If the new Anti-Corruption Law makes it through State Secretariat, any football official or player caught red-handed placing a bet on sports in Indonesia would face additional criminal charges. Under the current Criminal Code, gambling is not referred to as corruption.
Nevertheless, any form of gambling including sports betting and casino games is illegal under current Indonesian gambling laws, and carries up to a ten year prison sentence. Indonesian players’ only option is to bet with illegal underground bookmakers and casinos or gamble online at local and foreign operated internet casinos.
Internet betting scams and match-fixing were the primary reasons for bribery and inadequate refereeing in Indonesian football matches, yet players and referees were rarely previously charged or convicted. The proposed changes in regulations are hoped to bring a high rate of convictions.

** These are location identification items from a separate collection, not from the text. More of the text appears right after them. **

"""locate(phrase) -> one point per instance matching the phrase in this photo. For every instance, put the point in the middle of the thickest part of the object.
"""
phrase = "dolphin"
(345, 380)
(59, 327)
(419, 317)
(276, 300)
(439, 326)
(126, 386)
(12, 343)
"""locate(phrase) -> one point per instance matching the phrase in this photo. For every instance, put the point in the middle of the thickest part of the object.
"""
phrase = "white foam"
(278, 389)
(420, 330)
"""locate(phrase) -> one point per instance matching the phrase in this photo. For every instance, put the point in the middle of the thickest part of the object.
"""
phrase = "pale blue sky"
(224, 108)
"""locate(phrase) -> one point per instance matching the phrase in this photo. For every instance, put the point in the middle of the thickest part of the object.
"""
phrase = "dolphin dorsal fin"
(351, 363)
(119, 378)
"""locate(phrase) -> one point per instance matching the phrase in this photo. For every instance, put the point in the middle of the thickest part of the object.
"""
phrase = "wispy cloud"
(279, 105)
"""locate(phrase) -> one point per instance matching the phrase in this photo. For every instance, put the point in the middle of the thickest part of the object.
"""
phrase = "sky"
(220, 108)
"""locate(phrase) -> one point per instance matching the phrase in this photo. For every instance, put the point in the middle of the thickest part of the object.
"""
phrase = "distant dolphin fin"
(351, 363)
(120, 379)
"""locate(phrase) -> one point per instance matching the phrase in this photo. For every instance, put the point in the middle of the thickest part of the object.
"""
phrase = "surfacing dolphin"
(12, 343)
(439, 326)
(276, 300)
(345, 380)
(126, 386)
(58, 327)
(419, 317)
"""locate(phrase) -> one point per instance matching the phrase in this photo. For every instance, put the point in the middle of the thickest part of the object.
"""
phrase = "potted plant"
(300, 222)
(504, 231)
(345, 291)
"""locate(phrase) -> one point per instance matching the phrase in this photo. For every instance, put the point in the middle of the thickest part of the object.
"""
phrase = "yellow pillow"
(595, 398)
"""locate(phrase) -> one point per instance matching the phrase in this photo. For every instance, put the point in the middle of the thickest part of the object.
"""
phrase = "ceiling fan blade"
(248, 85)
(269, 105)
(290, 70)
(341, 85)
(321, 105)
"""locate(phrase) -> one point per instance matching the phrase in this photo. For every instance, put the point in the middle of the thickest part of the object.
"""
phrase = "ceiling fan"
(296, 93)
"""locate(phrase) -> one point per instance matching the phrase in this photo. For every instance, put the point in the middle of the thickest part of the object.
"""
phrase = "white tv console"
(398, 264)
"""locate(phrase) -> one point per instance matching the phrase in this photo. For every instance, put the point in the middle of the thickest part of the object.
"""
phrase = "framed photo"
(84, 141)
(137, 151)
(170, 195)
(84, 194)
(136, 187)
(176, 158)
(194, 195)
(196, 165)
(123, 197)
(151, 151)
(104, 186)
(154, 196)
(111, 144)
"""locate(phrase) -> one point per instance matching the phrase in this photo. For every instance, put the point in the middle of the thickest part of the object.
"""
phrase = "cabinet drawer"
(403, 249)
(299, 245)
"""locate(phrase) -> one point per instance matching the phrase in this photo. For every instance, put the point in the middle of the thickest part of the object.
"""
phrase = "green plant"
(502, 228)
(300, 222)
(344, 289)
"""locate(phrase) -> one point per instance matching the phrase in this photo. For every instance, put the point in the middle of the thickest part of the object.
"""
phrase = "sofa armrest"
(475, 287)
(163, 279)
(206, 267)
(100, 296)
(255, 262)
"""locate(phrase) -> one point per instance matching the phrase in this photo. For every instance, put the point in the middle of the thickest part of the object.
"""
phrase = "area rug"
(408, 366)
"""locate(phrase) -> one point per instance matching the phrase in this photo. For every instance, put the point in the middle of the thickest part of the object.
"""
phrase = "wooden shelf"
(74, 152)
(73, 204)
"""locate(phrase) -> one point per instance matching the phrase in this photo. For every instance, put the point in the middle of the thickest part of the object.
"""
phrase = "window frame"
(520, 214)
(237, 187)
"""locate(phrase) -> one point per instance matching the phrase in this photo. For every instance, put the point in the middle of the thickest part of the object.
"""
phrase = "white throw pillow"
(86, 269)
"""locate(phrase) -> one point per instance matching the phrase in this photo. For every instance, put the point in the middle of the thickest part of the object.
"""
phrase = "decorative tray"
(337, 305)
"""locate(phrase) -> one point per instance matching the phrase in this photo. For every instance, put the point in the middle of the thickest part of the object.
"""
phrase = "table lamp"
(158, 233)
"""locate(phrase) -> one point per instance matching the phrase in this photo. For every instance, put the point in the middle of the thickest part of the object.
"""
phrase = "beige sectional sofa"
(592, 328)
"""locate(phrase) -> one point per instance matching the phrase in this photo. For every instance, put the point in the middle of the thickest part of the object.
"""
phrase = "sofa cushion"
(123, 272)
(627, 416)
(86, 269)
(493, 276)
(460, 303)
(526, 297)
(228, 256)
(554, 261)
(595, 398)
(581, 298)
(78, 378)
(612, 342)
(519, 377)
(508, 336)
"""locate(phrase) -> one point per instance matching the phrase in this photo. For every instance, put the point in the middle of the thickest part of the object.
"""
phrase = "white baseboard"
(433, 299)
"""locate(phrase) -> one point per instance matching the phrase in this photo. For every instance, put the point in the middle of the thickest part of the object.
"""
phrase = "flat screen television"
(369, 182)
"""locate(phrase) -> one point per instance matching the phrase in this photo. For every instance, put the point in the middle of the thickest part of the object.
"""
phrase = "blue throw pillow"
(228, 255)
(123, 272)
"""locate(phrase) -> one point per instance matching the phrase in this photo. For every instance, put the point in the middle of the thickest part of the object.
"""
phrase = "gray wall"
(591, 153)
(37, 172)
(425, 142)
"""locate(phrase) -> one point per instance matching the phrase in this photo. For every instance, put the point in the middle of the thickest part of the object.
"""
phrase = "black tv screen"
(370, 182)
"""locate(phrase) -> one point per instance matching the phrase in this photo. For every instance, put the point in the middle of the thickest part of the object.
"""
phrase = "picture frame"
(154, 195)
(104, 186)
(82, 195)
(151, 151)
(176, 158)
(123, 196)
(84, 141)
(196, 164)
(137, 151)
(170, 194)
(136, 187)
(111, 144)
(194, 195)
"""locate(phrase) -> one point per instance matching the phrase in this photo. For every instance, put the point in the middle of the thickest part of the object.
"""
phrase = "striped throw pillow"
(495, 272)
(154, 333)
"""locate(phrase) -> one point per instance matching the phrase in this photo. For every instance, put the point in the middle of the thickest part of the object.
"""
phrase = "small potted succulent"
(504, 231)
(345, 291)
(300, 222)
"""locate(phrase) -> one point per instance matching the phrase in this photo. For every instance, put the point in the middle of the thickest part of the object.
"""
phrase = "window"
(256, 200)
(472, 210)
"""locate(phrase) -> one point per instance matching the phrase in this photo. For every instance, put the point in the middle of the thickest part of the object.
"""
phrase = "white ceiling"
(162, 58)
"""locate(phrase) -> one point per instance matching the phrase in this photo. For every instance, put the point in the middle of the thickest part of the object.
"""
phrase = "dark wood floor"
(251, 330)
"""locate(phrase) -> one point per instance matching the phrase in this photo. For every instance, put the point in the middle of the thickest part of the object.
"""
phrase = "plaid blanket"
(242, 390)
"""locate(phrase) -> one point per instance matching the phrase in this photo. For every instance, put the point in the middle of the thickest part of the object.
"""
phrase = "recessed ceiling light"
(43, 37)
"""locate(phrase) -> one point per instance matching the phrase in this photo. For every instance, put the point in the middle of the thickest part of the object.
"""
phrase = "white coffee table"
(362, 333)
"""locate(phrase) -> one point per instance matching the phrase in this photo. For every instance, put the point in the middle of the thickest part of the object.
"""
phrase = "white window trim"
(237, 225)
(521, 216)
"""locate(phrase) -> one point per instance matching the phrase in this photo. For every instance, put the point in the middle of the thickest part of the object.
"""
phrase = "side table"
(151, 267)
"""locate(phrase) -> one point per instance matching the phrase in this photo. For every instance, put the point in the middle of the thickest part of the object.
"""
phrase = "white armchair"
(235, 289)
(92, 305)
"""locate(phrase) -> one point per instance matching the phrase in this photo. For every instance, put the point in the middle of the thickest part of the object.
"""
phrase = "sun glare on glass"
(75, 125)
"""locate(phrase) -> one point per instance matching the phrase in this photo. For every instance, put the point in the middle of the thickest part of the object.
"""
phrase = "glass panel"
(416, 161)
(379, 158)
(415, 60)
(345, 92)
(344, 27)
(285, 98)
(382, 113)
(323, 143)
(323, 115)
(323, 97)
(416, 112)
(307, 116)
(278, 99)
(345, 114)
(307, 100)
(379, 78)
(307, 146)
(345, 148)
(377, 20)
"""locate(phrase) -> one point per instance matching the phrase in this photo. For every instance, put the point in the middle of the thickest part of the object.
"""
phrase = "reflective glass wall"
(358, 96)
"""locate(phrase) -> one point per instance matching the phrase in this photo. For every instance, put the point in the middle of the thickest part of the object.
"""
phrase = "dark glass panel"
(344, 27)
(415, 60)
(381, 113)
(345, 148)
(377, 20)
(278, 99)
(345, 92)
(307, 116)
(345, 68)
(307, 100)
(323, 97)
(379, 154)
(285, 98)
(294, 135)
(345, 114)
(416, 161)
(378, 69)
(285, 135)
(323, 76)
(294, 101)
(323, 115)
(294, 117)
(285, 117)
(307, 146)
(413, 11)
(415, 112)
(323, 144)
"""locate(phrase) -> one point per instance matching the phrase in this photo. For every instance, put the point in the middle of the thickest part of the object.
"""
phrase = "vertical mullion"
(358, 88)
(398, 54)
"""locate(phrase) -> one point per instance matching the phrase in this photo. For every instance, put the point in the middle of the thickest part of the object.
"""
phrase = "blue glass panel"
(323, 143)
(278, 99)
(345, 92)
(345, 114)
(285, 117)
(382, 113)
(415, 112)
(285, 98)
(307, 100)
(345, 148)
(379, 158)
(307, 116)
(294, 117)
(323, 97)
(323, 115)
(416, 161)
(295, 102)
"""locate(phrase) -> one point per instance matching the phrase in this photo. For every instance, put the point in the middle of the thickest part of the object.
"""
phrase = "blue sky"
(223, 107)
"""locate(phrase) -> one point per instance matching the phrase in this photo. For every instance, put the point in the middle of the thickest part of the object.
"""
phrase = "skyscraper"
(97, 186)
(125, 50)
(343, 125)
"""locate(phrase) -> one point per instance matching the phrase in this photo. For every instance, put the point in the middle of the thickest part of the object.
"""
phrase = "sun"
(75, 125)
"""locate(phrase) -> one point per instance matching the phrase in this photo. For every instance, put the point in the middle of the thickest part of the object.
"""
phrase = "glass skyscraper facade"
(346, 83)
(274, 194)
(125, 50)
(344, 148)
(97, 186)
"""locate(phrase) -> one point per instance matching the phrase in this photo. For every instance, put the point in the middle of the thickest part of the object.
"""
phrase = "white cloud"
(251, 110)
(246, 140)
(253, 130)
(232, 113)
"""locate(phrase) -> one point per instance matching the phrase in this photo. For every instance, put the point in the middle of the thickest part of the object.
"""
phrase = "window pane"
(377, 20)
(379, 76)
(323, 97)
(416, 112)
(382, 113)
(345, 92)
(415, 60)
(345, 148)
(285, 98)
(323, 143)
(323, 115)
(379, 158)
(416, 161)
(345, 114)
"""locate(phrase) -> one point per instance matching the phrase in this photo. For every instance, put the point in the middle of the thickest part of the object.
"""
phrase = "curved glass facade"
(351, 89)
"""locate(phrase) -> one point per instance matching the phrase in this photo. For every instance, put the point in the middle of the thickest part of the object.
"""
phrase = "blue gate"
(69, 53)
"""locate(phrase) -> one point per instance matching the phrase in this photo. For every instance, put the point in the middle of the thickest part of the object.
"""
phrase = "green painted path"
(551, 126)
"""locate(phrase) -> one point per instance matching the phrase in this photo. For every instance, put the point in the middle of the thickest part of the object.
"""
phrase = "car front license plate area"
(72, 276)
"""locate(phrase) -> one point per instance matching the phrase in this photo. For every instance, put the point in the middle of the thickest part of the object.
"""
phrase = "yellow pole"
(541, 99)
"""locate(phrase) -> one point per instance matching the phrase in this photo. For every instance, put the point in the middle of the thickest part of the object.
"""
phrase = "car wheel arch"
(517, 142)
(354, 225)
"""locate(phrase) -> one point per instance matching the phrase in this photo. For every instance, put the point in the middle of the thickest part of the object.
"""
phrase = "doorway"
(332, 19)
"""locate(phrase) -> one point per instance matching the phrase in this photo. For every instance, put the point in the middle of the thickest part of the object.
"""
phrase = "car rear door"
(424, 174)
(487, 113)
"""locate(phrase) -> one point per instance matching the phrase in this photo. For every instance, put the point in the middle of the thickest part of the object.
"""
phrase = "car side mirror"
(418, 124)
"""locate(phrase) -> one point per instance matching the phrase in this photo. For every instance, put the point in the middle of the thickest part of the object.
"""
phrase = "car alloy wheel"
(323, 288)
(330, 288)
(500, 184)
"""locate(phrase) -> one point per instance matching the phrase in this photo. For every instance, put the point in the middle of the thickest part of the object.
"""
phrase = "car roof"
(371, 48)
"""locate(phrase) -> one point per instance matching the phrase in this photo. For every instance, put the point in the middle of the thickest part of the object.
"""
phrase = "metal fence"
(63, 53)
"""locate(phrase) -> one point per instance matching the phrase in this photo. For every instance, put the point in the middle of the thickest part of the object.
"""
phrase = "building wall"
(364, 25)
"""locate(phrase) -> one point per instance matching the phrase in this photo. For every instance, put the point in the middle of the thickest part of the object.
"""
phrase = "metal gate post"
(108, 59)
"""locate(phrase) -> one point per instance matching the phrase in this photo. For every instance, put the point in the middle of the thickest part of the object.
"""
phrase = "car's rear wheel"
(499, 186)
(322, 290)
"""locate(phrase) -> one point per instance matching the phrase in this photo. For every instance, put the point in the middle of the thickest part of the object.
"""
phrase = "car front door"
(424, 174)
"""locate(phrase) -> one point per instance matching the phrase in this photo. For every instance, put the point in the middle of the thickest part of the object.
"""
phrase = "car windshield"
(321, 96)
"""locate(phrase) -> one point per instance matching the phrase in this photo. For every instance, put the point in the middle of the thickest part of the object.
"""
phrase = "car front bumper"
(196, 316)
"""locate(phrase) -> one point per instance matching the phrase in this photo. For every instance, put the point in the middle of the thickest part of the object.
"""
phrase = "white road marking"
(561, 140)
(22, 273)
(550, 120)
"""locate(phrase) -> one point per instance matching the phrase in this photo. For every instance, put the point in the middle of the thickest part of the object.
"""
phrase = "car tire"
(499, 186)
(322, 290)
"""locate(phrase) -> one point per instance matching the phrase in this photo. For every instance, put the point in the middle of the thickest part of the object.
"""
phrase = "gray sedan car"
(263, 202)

Muhammad Amari, the deputy attorney general for special crimes, said that “The existing ant-graft law focuses largely on state officials and civil servants.” Darmono, a deputy attorney general commented that “Corruption charges shouldn’t be limited to state officials. The law cites ‘anyone’ whose misuse of power and authority leads to state losses. So it is clear that the law applies whenever state losses are inflicted.”
The new law was drafted to deal with crimes in the private sector which causes harm to the public image or financial loss to Indonesia as a whole. Since sports teams in Indonesia are partly subsidized by the government, any form of corruption by a referee would be treated as a ‘loss to the state.’